The new rules will apply to bills of costs for all Part 7 multi-track claims, except for those in which the proceedings are subject to fixed costs or scale costs, cases in which the receiving party is a litigant in person or where the court has otherwise ordered.
The aim of the electronic bill of costs is to utilise the work undertaken by importing the data from the solicitors' time recording system. This should, in theory, make the process quicker and easier. If there is no time recording system in place already, then the information must be recorded manually.
The electronic bill of costs will be in the format of a spreadsheet ("Precedent S") which can be found online at this link. The spreadsheet contains (among other items) a narrative, chronology, the legal team's rates, details of any funding, summary of the costs as claimed and comparison against the amounts in the last approved/agreed budget. The summary of costs will need to be provided on a phase by phase basis and the spreadsheet requires a summary by task and activity.

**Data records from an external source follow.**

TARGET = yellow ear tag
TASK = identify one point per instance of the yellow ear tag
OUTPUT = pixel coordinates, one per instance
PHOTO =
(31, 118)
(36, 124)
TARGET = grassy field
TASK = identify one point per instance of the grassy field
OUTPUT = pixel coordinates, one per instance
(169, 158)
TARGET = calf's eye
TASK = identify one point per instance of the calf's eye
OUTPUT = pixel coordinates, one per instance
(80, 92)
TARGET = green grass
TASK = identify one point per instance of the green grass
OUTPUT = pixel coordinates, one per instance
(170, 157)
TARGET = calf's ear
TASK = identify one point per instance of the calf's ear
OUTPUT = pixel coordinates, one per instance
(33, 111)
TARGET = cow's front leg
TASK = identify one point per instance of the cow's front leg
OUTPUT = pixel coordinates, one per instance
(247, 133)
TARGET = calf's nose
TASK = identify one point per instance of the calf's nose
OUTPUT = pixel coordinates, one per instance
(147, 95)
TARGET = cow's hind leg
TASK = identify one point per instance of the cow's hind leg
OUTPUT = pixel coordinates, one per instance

Alternatively, if the Precedent S template is not used, an electronic bill of costs can take the form of a spreadsheet which:
Parties are required to email the full electronic spreadsheet version when filed at court to a dedicated email address, and provide the full electronic spreadsheet version to the paying party at the same time. The parties must also serve or file in hard copy.
Where a bill of costs includes work that was incurred both before and after 6 April 2018, a party can file and serve either a paper bill or an electronic bill in respect of work done before that date, and must serve and file an electronic bill in respect of work done after that date.

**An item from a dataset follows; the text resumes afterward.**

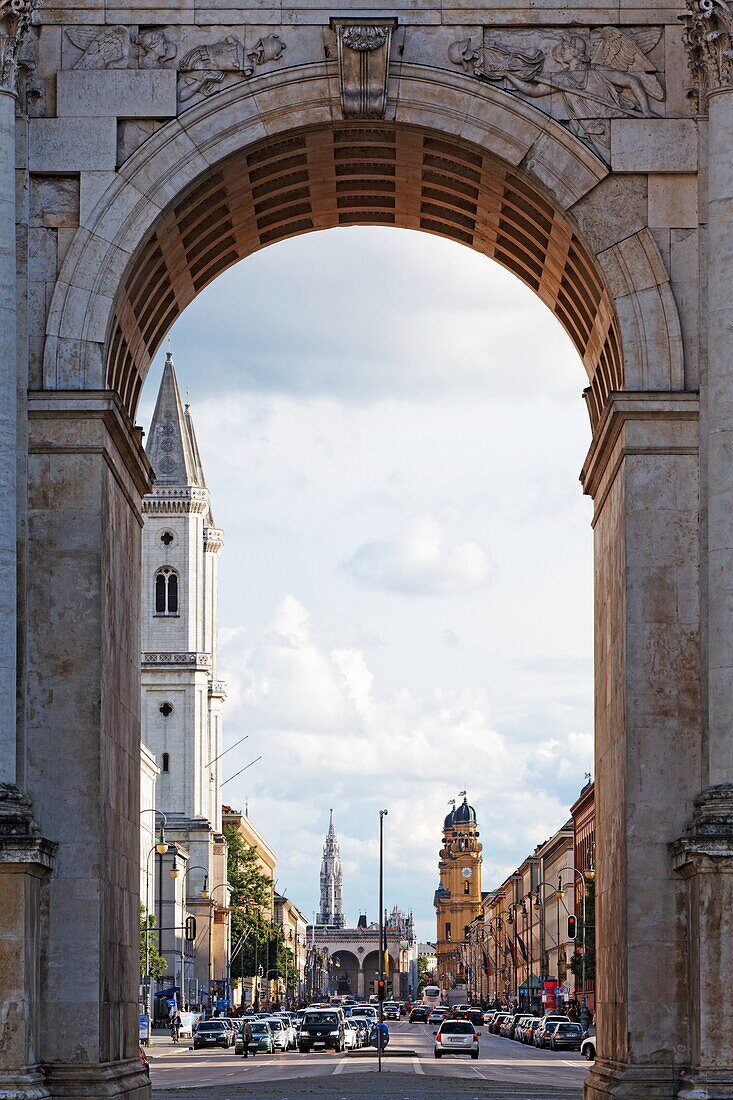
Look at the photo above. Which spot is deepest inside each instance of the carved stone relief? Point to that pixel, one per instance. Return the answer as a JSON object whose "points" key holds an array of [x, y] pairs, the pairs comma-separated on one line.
{"points": [[588, 75], [153, 48], [14, 21], [709, 41], [363, 53], [204, 68], [106, 48]]}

The new electronic bill of costs is more detailed as it requires a breakdown of costs incurred on a line by line basis. The biggest concern is therefore that it will cause solicitors to spend too long on recording their time and preparing the document itself. There may also be difficulties dealing with complex circumstances such as multi party litigation, and care may need to be taken to ensure that no confidential or privileged work is included in the electronic bill of costs.
Practitioners will no doubt have to pay closer attention to time recording and the preparation of a bill of costs, but this will hopefully lead to more accurate time recording and greater transparency of costs. The electronic form should also be easier to amend and understand.

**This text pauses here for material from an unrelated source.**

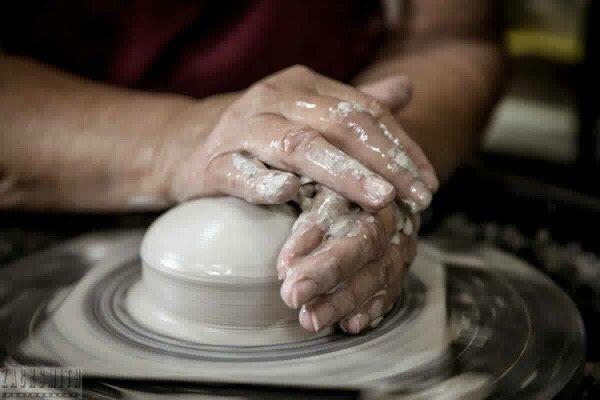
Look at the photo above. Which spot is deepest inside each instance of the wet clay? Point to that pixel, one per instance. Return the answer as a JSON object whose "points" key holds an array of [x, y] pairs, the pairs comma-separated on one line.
{"points": [[209, 274]]}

Once solicitors are familiar with the form, and how to collect and present data in the required format, the production of bills should become more efficient, particularly if the parties have the software available to input the details required.
However, it remains to be seen whether the electronic bill of costs is workable in practice. Philip Daval-Bowden, Senior Managing Partner of Masters Legal Costs Services LLP provides his views as follows:
"Whether the Costs Court and its users will be ready for a process requiring the use of pivot tables, laptops and probably at least two screens per participant (and the Costs Judge) is still to be seen. What is without doubt is that time recording will need to be more detailed capturing work phases, sub-tasks, time and narratives (and divided in the Bill by reference to pre and post budget costs, each budget category and per invoice). The idea that this Bill of Costs could be produced automatically is a minefield of privilege and technology and in my view looks to be a pipe dream. The new Bill of Costs applies to all cases whether or not they are budgeted including, for example, in the Court of Appeal so all litigators will be experiencing this new and challenging process in due course.”
There are a number of steps that could be taken to prepare for the introduction of the new electronic bill of costs.
As the aim of the electronic bill of costs is to (ideally) pull the data from the solicitors' time recording systems, it is worth considering whether to invest in a suitable time recording system. Solicitors should also consider how their time is recorded and whether any descriptions of phases should be amended on any existing time recording systems so that they are consistent with the format of the electronic bill of costs.
If the spreadsheet has to be updated manually, a template should be prepared and formulas accurately inputted to ensure that the correct figures are recorded in the appropriate place.
While solicitors should always be aware of accurate time recording, given that the spreadsheet requires a breakdown of costs on a phase by phase basis, close attention should be paid to the particular phases when time is recorded. Team members should always discuss the allocation of a phase when conducting a particular piece of work, so that there is consistency across the team's time recording.